Anniversaries, especially somber ones, are customarily times for introspection. We remember the painful past, take stock of the present and reflect on the future. Honoring the past helps keep us human. Considering the future is meant to help keep us alive.
By extraordinary coincidence, this week marks the anniversaries of two pivotal events in what has emerged as the central drama of our time, the war on terrorism. One is the 10th anniversary of the signing of the Oslo accords between Israel and the Palestine Liberation Organization on September 13, 1993. The other is the second anniversary of the attacks on New York and Washington of September 11, 2001. Understanding these two events and how they brought us to our current situation ought to be a central preoccupation of public discussion these days. Sadly, we’re getting a lot more remembrance than stock-taking. We seem intent on learning the past only so we can repeat it.

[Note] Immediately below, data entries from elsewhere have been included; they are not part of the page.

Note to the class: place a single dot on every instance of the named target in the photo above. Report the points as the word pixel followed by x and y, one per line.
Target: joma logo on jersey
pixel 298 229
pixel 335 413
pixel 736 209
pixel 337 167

The relationship between the two events is complex. One was a peace accord between two warring peoples, signed amid much fanfare on the White House lawn and exciting worldwide hopes of an end to decades of war and terrorism. The other, eight years later, brought the full weight of Islamic terrorism to America’s shores and turned the simmering conflicts of the Middle East into a world war of sorts.
We mark the two anniversaries this year in an atmosphere of deep gloom. The hopes of 1993 lie in ruins. The devastation of 2001, which seemed to represent a bottom point from which we could only go up, has proved only a way station on a descent into hell.
The lesson most often drawn from these two events is the theme continually sounded by the political conservatives who hold sway in Washington and Jerusalem. The solution to terrorism, they tell us, is to attack the terrorists wherever they may be found. Never negotiate. Never compromise. Never seek to understand, much less redress, any “root causes” that might have led terrorists or the populations in whose name they speak to the point of despair where they would abandon all human decency. No — only strike, and strike again, and yet again, until the terrorists are dead or ready to surrender. Do whatever it takes, as the leaders of both nations are fond of saying, to “protect your population.”
It seems entirely to have escaped the attention of our leaders that their strategy of striking out blindly has done nothing to protect us or make us safer. The more they strike, the angrier and bolder the terrorists grow. Israel has been seeking a “victory” against terrorists for three years, and its streets only grow bloodier. America has been pursuing a “victory” against terrorists for two years, and now finds itself bogged down across the globe.
The real lesson of the last decade is that blunt, unilateral force is virtually useless as a tool for defeating terrorism. Unless it’s matched by progress toward solving those “root causes” — coupled with tough-minded defensive measures, like fences and properly funded police, of the sort our leaders too often shy away from — it will only prolong the pain. And pain, as this week’s anniversaries and explosions remind us, is something we’ve had too much of.